Dual-stream audio capture with local transcription. No bot joins your call.

QuickContract records meetings by capturing two separate audio streams simultaneously: one for the other participants on the call and one for your own voice. These streams are transcribed locally on your Mac using Whisper, so nothing is uploaded or sent to any server.

Dual-stream audio capture

Most recording tools capture a single mixed audio stream, making it difficult to distinguish who said what. QuickContract takes a different approach by maintaining two independent streams throughout the recording:

  • System audio (them) — Captures the audio output from your meeting app using the macOS AudioHardwareTapping API, introduced in macOS 14.2. This is the voice of everyone else on the call. Because it taps the audio hardware directly, it works with any meeting app without requiring Screen Recording permission or injecting a bot into your call.
  • Microphone (me) — Captures your voice through the built-in or connected microphone via CoreAudio HAL. This stream is kept separate so your words are always attributed to you in the transcript.

Each chunk of audio is labeled with a speaker tag — "me" or "them" — before it reaches the transcription engine. The result is a transcript with clear speaker attribution, so you can see exactly who said what during negotiations, deal discussions, or project calls.
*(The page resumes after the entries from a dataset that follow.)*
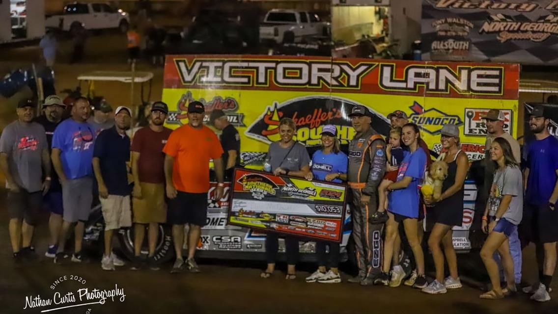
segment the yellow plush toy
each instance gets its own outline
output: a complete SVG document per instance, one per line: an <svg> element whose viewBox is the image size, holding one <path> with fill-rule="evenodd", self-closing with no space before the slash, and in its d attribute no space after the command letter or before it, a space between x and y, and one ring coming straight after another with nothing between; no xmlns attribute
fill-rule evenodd
<svg viewBox="0 0 558 314"><path fill-rule="evenodd" d="M448 164L442 161L433 162L426 176L426 182L421 188L421 192L426 197L439 200L442 195L442 183L447 176Z"/></svg>

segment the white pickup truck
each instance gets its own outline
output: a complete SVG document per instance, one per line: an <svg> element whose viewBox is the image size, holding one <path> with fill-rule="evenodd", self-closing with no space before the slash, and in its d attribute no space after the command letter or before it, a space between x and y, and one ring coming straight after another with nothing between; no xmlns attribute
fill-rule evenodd
<svg viewBox="0 0 558 314"><path fill-rule="evenodd" d="M64 7L64 14L47 17L45 26L47 28L71 31L73 27L81 24L87 30L118 28L126 32L129 22L127 13L115 9L106 3L75 2Z"/></svg>
<svg viewBox="0 0 558 314"><path fill-rule="evenodd" d="M329 23L322 22L312 13L273 9L267 12L259 27L259 41L271 44L304 42L309 37L328 36L330 27Z"/></svg>

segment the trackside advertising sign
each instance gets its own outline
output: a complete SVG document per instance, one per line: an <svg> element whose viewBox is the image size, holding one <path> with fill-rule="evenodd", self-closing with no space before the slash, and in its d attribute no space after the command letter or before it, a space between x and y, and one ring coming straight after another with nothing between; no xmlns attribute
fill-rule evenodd
<svg viewBox="0 0 558 314"><path fill-rule="evenodd" d="M484 157L485 128L481 115L505 110L506 131L516 136L519 66L517 64L424 62L323 57L247 55L169 55L163 101L167 125L187 122L188 104L223 110L240 135L241 158L261 169L269 144L279 139L279 120L291 118L296 139L320 144L323 125L333 124L342 143L354 135L348 114L366 106L372 126L387 135L387 115L404 111L421 136L441 149L440 132L459 126L469 159Z"/></svg>

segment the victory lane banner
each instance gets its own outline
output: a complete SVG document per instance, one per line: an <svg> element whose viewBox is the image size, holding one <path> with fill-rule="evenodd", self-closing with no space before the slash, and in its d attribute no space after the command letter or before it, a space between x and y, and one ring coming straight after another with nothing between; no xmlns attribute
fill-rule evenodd
<svg viewBox="0 0 558 314"><path fill-rule="evenodd" d="M482 114L505 110L506 131L517 134L517 64L338 59L293 56L167 55L162 100L166 125L187 123L188 104L222 110L238 131L243 166L262 169L269 144L280 139L279 121L292 119L296 139L320 144L321 128L334 124L342 147L354 136L349 114L357 105L370 110L372 124L389 133L387 115L405 112L435 152L444 124L457 125L469 160L484 157ZM218 133L218 131L216 130Z"/></svg>
<svg viewBox="0 0 558 314"><path fill-rule="evenodd" d="M347 186L236 168L228 223L340 242Z"/></svg>

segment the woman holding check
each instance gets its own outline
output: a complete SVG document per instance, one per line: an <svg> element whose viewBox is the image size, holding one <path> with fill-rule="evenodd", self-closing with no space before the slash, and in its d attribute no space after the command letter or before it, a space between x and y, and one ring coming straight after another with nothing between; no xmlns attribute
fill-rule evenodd
<svg viewBox="0 0 558 314"><path fill-rule="evenodd" d="M321 149L312 156L312 172L306 173L309 180L341 183L347 180L349 160L339 150L339 140L337 139L337 128L335 125L325 125L321 130ZM326 246L329 247L330 269L326 272L328 255ZM339 244L335 242L317 241L316 254L318 254L318 270L306 277L306 282L337 283L341 282L338 265L339 264Z"/></svg>
<svg viewBox="0 0 558 314"><path fill-rule="evenodd" d="M283 118L279 122L281 139L270 145L266 162L266 171L272 171L275 175L286 175L304 178L310 172L310 156L306 147L293 140L296 131L295 122ZM287 259L287 276L285 279L296 278L296 264L299 259L299 239L295 236L285 236L285 253ZM269 278L275 271L275 262L279 250L279 235L267 234L266 238L266 259L267 268L262 273L262 278Z"/></svg>

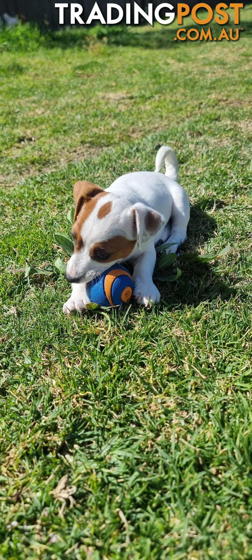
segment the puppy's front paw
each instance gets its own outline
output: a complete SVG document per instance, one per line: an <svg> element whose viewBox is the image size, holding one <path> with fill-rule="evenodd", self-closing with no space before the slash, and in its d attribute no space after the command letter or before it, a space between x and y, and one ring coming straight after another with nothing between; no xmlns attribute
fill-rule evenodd
<svg viewBox="0 0 252 560"><path fill-rule="evenodd" d="M76 311L83 311L86 309L86 305L83 300L73 299L69 297L69 300L64 304L63 306L63 313L67 315L69 313L76 313Z"/></svg>
<svg viewBox="0 0 252 560"><path fill-rule="evenodd" d="M150 309L152 304L158 304L160 301L160 294L152 281L144 283L137 279L134 285L133 297L139 305Z"/></svg>

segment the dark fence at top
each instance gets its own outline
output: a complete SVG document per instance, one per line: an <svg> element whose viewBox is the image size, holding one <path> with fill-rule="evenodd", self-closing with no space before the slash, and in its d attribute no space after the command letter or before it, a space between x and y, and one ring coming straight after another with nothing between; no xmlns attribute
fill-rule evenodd
<svg viewBox="0 0 252 560"><path fill-rule="evenodd" d="M188 4L191 7L198 3L197 1L195 2L195 0L194 1L194 0L184 0L184 1L185 3ZM216 0L216 2L213 1L213 0L204 0L204 1L206 3L212 5L212 6L215 6L215 5L218 3L218 0ZM239 0L235 1L235 3L237 3L239 1ZM167 2L174 6L176 12L176 6L178 4L177 0L176 2L173 2L172 0L167 0ZM123 8L124 17L122 20L122 22L125 22L126 3L127 2L128 3L132 4L131 9L132 13L133 13L134 0L114 0L114 2L118 4ZM153 0L152 2L153 11L156 6L162 2L163 0ZM23 16L22 18L23 21L33 21L38 24L39 25L43 27L48 27L49 29L52 30L58 29L60 27L63 27L63 26L59 25L59 8L55 7L55 0L0 0L0 15L2 16L4 12L7 12L10 16ZM81 4L83 7L83 12L81 15L81 17L83 21L86 21L92 8L95 3L95 0L78 0L78 3ZM97 0L97 3L105 20L106 21L106 9L108 2L105 2L105 0ZM142 8L142 10L145 10L145 11L147 10L148 0L138 0L137 3ZM247 3L250 3L250 2L248 1L248 0L245 0L245 1L244 2L244 5ZM71 2L69 2L68 8L64 9L64 13L65 25L71 25L70 5ZM160 12L160 16L161 17L163 17L164 16L164 13L165 11L167 11L167 10L165 10L164 8ZM114 16L112 12L113 17L116 17L118 13L118 11L115 10L115 15ZM143 20L142 20L142 22L144 22L146 20L144 19ZM139 22L141 21L141 19L139 17ZM132 22L133 23L133 19L132 20ZM97 22L97 21L96 22L95 21L93 22L93 24L95 24L96 22ZM77 22L76 22L76 25L79 24Z"/></svg>

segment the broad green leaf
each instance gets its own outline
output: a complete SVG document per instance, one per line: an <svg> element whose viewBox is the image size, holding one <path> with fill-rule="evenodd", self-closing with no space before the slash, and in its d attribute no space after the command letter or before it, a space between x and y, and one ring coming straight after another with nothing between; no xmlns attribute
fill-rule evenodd
<svg viewBox="0 0 252 560"><path fill-rule="evenodd" d="M64 250L65 253L70 256L73 254L74 246L72 241L63 235L63 234L54 234L54 237L58 245Z"/></svg>
<svg viewBox="0 0 252 560"><path fill-rule="evenodd" d="M70 223L71 223L71 226L72 226L72 225L73 223L73 216L74 216L74 211L73 208L71 208L71 210L68 210L68 213L67 214L67 219L68 220L68 222L70 222Z"/></svg>
<svg viewBox="0 0 252 560"><path fill-rule="evenodd" d="M66 272L66 270L67 270L67 265L66 264L66 263L64 263L63 261L62 260L60 256L58 256L58 259L56 259L54 263L54 266L56 267L56 268L58 268L58 270L60 270L60 272Z"/></svg>
<svg viewBox="0 0 252 560"><path fill-rule="evenodd" d="M155 247L156 253L161 253L161 251L164 251L164 249L167 249L167 247L172 247L172 245L176 245L176 243L163 243L161 245L157 245Z"/></svg>
<svg viewBox="0 0 252 560"><path fill-rule="evenodd" d="M155 266L156 270L165 270L173 264L176 260L177 255L175 253L169 253L166 255L165 251L163 251L159 259L157 259Z"/></svg>

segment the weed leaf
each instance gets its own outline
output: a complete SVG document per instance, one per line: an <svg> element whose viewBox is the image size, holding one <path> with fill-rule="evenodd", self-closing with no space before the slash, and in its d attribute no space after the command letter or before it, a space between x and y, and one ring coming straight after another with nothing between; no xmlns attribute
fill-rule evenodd
<svg viewBox="0 0 252 560"><path fill-rule="evenodd" d="M71 256L73 254L74 249L73 242L70 239L68 239L68 237L66 237L66 235L63 235L63 234L54 234L54 237L58 245L60 245L65 253Z"/></svg>
<svg viewBox="0 0 252 560"><path fill-rule="evenodd" d="M63 261L62 260L60 256L58 256L58 259L56 259L54 263L54 266L56 267L56 268L58 268L58 270L60 270L60 272L64 273L67 270L67 265L66 264L66 263L64 263Z"/></svg>

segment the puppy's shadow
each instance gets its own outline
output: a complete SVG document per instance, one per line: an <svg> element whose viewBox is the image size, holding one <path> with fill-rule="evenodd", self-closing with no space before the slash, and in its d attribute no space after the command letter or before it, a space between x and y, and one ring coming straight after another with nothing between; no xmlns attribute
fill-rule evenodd
<svg viewBox="0 0 252 560"><path fill-rule="evenodd" d="M190 252L197 255L199 248L214 236L217 223L214 214L210 212L225 204L221 200L202 199L191 206L188 239L181 248L181 256ZM213 301L218 298L225 301L236 294L232 286L232 279L225 278L220 271L220 265L197 261L193 263L185 262L181 268L182 274L178 282L171 284L158 283L161 301L169 311L181 306L197 307L201 302Z"/></svg>

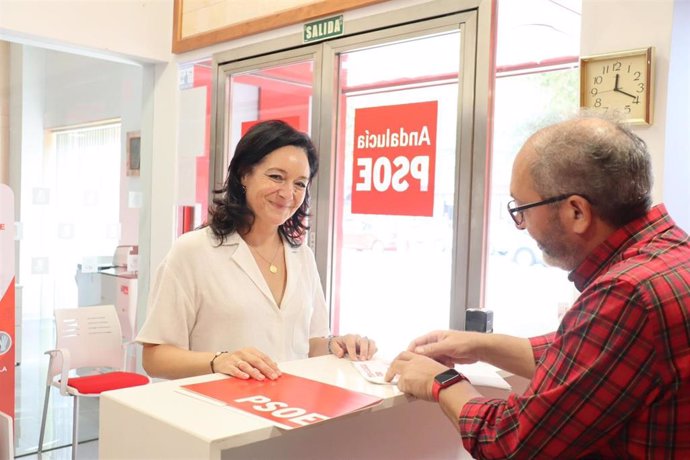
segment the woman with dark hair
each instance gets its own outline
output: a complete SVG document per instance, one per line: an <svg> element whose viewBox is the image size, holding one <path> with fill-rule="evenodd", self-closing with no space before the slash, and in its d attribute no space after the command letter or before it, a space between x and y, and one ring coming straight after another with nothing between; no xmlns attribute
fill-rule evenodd
<svg viewBox="0 0 690 460"><path fill-rule="evenodd" d="M156 273L137 337L149 375L275 379L276 361L374 355L366 337L329 336L302 244L317 170L311 139L287 123L260 122L240 139L210 222L178 238Z"/></svg>

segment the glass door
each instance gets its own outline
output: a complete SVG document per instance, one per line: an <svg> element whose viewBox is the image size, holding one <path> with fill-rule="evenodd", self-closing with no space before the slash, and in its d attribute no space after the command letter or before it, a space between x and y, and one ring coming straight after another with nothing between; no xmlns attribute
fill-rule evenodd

Real-time transcription in chunks

Audio is processed in 10-second chunks. As each chunk completes, it is immediately sent to the local Whisper engine for transcription. This means text starts appearing in the transcript within seconds of being spoken, not after the meeting ends.

The chunked approach also keeps memory usage low. Rather than buffering an entire meeting's audio, QuickContract processes and discards audio data continuously. A one-hour meeting uses roughly the same amount of memory as a five-minute call.

Local transcription with Whisper

Transcription is handled by whisper-cpp, an optimized C++ implementation of OpenAI's Whisper model that runs as a sidecar binary alongside QuickContract. When you start a recording, QuickContract feeds each 10-second audio chunk to whisper-cpp, which returns the transcribed text.

You can choose between two model sizes — base for speed or large for maximum accuracy — depending on your needs and hardware. Both models run entirely on your Mac. See Whisper Models for details on choosing the right one.

Your audio never leaves your Mac

Unlike cloud-based tools, QuickContract doesn't send a bot to your meeting or upload your audio. Everything — recording, transcription, and storage — stays on your Mac. The only network calls happen if you later choose to generate a contract from the transcript using an AI provider.

What happens after recording

Once a recording ends, the full transcript is saved to QuickContract's local database. From there you can review the conversation, search through it, or use the Deal-to-Contract agent to turn the discussion into a draft agreement. The transcript retains speaker labels, so the AI knows which terms were proposed by which party.